The following is a guide to help take the confusion away and assist you on when you need to tip and how much you should tip when on your hiking holiday in Peru.
Tipping in the tourist industry in Peru is customary and expected. At the end of any tour, your guide will be very direct in asking for a gratuity for his team. Tips are relied upon to assist with the trekking staff’s incomes and you should budget for them when planning for the costs of the trip. Tipping makes up for an important part of the staff’s income and although most companies ensure that the guides and porters used on treks receive a fair wage, they still appreciate, expect and deserve a tip.
On the Inca Trail, the porters wake up early to prepare morning coffee and serve breakfast, they set-up and take-down your tents and race ahead, setting up lunch and evening dining tents, all while carrying your camping gear. The chef works equally as hard, often doubling their role by acting as a porter during the day as well as cooking the meals throughout the day.
The Inca Trail guide may not carry equipment like the porters, but they organize the team, and go the extra step for days at a time, ensuring you have a rewarding and safe experience.
Depending on your group size, there will be 1 or 2 guides, 1 or 2 cooks and 10 – 20 porters. At your pre-trek briefing, you can ask your guide how many porters are on your trip and other questions regarding tipping procedures.
With most trekking companies there will be a tipping ceremony on the last evening of your trek. This is when you will have a chance to thank your porters, cooks and guides. Guiding Peru guests enjoy a celebratory lunch in Aguas Calientes, where it is suggested that you present your guides with their tip, prior to boarding your return train to Cusco.
All tips are provided as a group tip and not individually.

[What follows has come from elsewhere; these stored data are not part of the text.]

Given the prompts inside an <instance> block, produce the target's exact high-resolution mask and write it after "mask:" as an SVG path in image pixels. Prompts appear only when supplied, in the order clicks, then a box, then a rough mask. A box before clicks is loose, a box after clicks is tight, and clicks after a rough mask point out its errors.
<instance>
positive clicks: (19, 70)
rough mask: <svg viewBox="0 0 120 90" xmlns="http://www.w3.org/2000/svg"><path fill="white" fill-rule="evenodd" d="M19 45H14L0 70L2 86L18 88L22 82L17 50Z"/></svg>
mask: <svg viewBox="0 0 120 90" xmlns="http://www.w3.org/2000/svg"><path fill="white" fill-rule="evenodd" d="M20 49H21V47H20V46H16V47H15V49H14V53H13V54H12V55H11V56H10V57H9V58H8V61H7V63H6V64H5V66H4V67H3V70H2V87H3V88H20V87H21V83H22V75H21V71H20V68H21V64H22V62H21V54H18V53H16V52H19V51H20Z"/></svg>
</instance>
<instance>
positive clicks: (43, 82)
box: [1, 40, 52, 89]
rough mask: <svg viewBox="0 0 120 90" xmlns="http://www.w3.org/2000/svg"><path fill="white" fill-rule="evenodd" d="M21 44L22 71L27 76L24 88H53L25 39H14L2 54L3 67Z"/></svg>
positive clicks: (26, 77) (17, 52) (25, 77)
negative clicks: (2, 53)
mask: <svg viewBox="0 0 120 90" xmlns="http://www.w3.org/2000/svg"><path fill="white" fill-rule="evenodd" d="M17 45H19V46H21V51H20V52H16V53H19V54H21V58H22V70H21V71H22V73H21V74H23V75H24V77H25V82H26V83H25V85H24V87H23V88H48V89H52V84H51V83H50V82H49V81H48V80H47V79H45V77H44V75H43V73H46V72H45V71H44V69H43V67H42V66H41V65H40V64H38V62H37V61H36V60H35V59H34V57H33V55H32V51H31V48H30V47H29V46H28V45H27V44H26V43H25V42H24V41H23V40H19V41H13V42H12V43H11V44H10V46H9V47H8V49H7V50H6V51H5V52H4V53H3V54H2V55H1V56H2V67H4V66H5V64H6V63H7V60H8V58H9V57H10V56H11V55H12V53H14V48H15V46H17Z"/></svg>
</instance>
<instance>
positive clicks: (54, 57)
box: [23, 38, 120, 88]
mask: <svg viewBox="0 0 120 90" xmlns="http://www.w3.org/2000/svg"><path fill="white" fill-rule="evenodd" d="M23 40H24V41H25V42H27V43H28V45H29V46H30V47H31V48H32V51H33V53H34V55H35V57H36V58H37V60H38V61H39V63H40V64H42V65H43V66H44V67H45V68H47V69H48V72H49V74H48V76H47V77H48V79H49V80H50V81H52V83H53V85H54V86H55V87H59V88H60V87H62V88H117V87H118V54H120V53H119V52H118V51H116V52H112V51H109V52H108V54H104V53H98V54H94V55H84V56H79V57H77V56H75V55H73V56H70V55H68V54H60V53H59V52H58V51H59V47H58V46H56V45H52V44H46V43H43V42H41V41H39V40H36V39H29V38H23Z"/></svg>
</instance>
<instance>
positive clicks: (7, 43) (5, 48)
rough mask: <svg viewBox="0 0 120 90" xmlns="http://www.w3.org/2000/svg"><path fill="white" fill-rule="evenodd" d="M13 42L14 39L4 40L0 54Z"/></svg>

Most trekking companies suggest strongly against tipping individual workers as it typically leads to problems within the team.
Normal group tip, not per person, for classic 4-day Inca Trail:
• Lead Guide 400 soles
• Assistant Guide(s)300 soles
• Chef 200 soles
• Assistant Chef(s)120 soles
• Porters 80 soles/porter
• Driver 120soles/day/drive
Based on service and size of the trekking team, each member of a group should prepare for a tip of ~$75USD-$100USD for the 4-day Inca Trail.
Tips are preferred in Peruvian Soles (the local currency) rather than US dollars or your own currency. Should you tip in currency other than Soles insure that the bills are not tattered and are in excellent condition or they may be refused by the staff’s bank.
In summary, you should ask yourself, and discuss with your group the following questions and then adjust the size of the tip accordingly:
• Was your trip exceptional?
• Did your guide work vigorously to insure your trip was a success?
• Was all staff skilled in their jobs?
• Was the guide knowledgeable of the region’s nature and culture?
• Did the chef’s meals exceed your expectations?
• Did the company have a strong service ethic?